Жан Уллье взглянул на Мишеля — тот мгновенно опустил глаза.
— Я не стану вас упрекать, — обратился он к молодому человеку, — вы и сами видите, на какой пороховой бочке вы сидите! Теперь можете себе представить, что бы произошло, если бы я не пришел вам на помощь и не солгал, — да простит меня Бог! — словно всю жизнь только это и делал.
— Да, — произнес Мишель, — вы правы, Жан, и в доказательство тому я клянусь пойти вместе с вами, так как окончательно понял, что не могу здесь больше оставаться.
— Хорошо!.. Скоро выходит в поход отряд из Нанта; маркиз со своими бойцами присоединится к нему; уходите вместе с ними; только держитесь в самом конце колонны и подождите меня в условленном месте.
Мишель пошел седлать лошадь, а Жан Уллье тем временем направился к маркизу за последними наказами.
Вандейцы, стоявшие в саду лагерем, быстро построились; оружие поблескивало в тени, всех охватило нетерпеливое радостное волнение.
Из дома в сопровождении командиров вышел Малыш Пьер и направился в их сторону.

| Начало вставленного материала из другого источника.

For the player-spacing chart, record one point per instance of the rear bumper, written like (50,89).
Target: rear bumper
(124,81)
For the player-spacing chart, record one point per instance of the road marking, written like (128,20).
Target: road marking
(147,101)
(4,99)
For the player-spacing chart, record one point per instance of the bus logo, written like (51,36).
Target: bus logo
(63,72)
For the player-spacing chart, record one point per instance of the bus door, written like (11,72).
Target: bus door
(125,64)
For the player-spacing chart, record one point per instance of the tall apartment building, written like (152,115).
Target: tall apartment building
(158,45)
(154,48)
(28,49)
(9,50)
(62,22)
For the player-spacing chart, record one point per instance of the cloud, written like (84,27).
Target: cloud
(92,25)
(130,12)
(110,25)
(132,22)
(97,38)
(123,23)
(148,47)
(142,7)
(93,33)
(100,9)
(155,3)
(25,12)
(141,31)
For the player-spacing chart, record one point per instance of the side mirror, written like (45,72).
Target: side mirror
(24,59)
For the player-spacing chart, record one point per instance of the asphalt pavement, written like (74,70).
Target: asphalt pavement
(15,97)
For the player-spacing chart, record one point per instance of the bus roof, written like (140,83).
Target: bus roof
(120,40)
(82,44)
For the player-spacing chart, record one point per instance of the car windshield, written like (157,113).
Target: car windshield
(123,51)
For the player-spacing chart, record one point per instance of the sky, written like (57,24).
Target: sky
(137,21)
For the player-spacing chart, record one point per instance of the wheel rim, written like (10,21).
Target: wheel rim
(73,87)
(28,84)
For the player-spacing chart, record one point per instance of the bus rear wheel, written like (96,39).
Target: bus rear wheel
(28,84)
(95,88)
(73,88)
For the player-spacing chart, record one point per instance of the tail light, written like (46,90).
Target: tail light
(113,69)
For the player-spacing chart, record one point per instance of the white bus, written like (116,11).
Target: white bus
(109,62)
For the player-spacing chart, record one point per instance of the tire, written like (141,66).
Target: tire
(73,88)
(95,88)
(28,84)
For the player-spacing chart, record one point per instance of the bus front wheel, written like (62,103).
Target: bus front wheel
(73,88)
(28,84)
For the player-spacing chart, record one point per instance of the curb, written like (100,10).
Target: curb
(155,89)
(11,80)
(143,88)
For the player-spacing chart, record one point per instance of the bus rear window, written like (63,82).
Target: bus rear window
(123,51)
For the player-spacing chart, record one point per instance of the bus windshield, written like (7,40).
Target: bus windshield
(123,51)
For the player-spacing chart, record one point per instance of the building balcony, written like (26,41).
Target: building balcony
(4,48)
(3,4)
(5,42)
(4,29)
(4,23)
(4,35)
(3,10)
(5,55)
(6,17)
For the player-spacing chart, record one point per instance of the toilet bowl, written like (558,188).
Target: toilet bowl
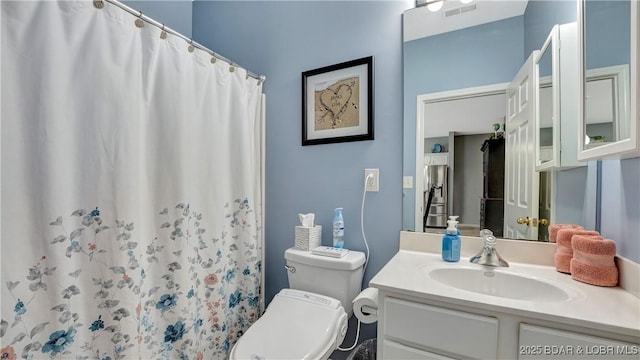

Едва он показался на пороге, как солдаты встретили его восторженным «ура»; в едином порыве они обнажили сабли, чтобы приветствовать женщину, за которую шли на смерть.
— Друзья мои, — обратился к солдатам Малыш Пьер, — я обещала, что выйду к вам на первом же построении, и вот я здесь перед вами! Я разделю вашу участь, независимо от того, выпадет ли на нашу долю победа или поражение. Если я не могу, как это сделал бы мой сын, собрать вас вокруг моего султана, но я могу поступить так же, как поступил бы мой сын: я умру вместе с вами! Вперед, сыны храбрецов! Вас зовут честь и долг!
Речь Малыша Пьера была встречена возгласами: «Да здравствует Генрих Пятый! Да здравствует Мария Каролина!» Малыш Пьер обратился с короткой речью и к знакомым ему командирам; затем маленькое войско, от которого зависела судьба самой древней европейской монархии, двинулось в направлении Вьейвиня.
Тем временем Берта оказывала помощь Мари с таким усердием, на какое только была способна после того, как она снова обрела разум и, главное, душу.
Она отнесла сестру на кровать и приложила к ее лицу намоченный в холодной воде носовой платок.